Sunday, 16 August 2026
Finansial

Protes Peternak Ayam Akibat Pemadaman Listrik, Tuntut Pertanggungjawaban PLN

Pemadaman listrik bergilir di Kalimantan Tengah menyebabkan kerugian besar bagi peternak ayam, mendorong mereka untuk mengajukan protes dan tuntutan pencopotan Direktur Utama PLN.

R
Reza Mahendra
04 August 2026 54 pembaca
Ilustrasi Peternak ayam petelur [Foto: Suarajatimpost]
Ilustrasi Peternak ayam petelur [Foto: Suarajatimpost]
suara.com Sumber: suara.com

Peternak ayam di Kalimantan Tengah mengungkapkan kerugian yang signifikan akibat pemadaman listrik bergilir yang terjadi di daerah tersebut. Mereka bahkan mengirimkan bangkai ayam ke kantor PLN sebagai bentuk protes atas kerugian yang mencapai Rp360 juta per kandang.

Aksi protes ini dipimpin oleh Aliansi Gerakan Palangka Raya Gelap (GPG) dan Persatuan Insan Perunggasan (Insar) Kalimantan Tengah. Mereka menyegel Kantor PLN UP3 Palangka Raya dan mengirimkan bangkai ayam yang membusuk sebagai simbol ketidakpuasan terhadap layanan kelistrikan yang buruk. Sistem kandang tertutup yang digunakan oleh mayoritas peternak sangat bergantung pada pasokan listrik untuk menjaga sirkulasi udara. Ketika listrik padam, suhu dalam kandang meningkat drastis, menyebabkan kematian ayam secara massal.

Desakan Tindakan Konkret dari PLN

Peternak melaporkan kerugian yang dialami bisa mencapai ratusan juta rupiah, dengan satu kandang berkapasitas sekitar 40 ribu ekor ayam mengalami kerugian hingga Rp360 juta. Aksi protes ini menjadi viral di media sosial, terutama di TikTok, di mana unggahan akun @akunCeritaOomBM menunjukkan bangkai ayam yang dikirim ke kantor PLN sebagai bentuk kekecewaan.

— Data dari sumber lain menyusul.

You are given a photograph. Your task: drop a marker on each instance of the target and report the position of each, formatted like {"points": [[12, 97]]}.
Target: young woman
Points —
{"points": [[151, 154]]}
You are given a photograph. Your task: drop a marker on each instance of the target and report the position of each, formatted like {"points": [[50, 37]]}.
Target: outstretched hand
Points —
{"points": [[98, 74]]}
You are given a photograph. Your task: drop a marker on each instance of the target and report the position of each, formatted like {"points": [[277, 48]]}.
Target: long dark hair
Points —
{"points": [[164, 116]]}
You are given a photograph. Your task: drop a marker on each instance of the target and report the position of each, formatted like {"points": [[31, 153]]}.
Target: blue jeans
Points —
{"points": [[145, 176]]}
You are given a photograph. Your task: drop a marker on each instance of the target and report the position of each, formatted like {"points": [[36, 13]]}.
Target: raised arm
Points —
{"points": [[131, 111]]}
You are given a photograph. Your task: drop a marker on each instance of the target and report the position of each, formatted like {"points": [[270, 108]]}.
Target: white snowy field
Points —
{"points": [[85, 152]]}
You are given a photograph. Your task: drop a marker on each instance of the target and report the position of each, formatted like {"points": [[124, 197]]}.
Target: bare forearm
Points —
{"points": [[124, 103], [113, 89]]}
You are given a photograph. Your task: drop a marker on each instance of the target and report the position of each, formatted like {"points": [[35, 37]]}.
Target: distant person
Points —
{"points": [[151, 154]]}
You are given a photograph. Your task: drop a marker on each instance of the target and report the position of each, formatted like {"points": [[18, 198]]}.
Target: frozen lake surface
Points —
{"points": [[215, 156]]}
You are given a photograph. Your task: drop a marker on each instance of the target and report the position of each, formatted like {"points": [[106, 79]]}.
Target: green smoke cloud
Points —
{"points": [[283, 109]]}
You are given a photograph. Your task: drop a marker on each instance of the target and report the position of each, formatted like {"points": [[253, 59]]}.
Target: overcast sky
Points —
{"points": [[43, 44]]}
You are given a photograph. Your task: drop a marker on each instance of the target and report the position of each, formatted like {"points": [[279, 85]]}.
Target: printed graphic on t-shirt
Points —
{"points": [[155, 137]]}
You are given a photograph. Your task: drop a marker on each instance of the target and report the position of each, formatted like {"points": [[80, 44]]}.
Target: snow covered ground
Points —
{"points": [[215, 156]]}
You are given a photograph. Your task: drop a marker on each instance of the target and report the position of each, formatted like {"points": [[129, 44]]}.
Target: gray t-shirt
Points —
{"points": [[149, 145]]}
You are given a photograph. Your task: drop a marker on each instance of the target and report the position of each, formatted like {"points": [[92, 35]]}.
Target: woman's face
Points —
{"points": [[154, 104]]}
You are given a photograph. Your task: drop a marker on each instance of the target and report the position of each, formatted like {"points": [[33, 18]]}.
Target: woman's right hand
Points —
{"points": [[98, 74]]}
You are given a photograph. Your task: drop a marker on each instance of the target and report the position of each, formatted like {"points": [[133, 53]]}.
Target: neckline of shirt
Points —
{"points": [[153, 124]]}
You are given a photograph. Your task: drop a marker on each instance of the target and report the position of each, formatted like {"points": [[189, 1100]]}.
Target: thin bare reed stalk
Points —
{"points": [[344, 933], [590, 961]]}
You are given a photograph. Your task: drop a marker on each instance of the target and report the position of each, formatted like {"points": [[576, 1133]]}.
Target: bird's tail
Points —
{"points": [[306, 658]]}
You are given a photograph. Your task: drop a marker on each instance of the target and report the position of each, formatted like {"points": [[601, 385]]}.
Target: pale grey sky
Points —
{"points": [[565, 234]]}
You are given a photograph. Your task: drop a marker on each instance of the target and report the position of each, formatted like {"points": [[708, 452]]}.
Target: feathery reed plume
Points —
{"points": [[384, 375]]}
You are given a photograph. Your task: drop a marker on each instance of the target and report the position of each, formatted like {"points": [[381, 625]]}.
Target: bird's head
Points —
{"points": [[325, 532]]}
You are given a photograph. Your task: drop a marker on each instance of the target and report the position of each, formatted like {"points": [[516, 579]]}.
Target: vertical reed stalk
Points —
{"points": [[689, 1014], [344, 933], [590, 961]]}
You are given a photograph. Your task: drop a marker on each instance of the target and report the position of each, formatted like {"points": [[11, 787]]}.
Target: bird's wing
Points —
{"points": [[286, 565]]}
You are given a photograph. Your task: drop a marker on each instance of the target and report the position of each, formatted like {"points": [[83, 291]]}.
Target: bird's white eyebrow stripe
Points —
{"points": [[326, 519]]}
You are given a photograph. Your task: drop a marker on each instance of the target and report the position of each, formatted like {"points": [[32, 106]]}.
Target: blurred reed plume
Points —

Dalam unggahan tersebut, dinyatakan bahwa tindakan ekstrem diperlukan agar manajemen PLN dapat merasakan dampak dari pemadaman listrik yang merugikan masyarakat. "Harus pakai cara ekstrem begini supaya telinga dan empati manajemen PLN berfungsi," tulis akun tersebut.

Permintaan Maaf Tak Cukup

Koordinator Nasional Gerakan Santri Biru Kuning (GSBK), Febri Yohansyah, juga menuntut agar Presiden Prabowo Subianto mencopot Darmawan Prasodjo dari jabatan Direktur Utama PLN. Menurutnya, permintaan maaf yang sering disampaikan oleh manajemen PLN tidak lagi memadai untuk mengatasi kerugian yang dialami oleh masyarakat.

Febri menegaskan, "Permintaan maaf saja tidak cukup. Seharusnya ada langkah konkret, termasuk menghitung dan mengganti kerugian yang dialami pelanggan akibat pemadaman listrik." Ia juga mengkritik pola yang sama yang terus terulang setiap kali terjadi gangguan kelistrikan berskala besar.

Sementara itu, General Manager PLN UID Kalselteng, Iwan Soelistijono, menjelaskan bahwa pemadaman bergilir disebabkan oleh gangguan pada beberapa pembangkit listrik. Gangguan ini berawal dari kerusakan generator di PLTU Asam-Asam, serta dua unit pembangkit milik Independent Power Producer (IPP) yang mengalami kebocoran pada pipa boiler dan turbin. Hal ini mengakibatkan penurunan kemampuan pasokan listrik ke sistem.

PLN pun menerapkan pengaturan beban terbatas di sejumlah wilayah Kalimantan Selatan dan Kalimantan Tengah untuk menjaga keandalan sistem selama proses pemulihan. Mereka juga mengimbau masyarakat untuk menghemat penggunaan listrik, terutama pada pukul 18.00-21.00 WIB, serta menyampaikan permohonan maaf atas ketidaknyamanan yang ditimbulkan selama pemadaman bergilir.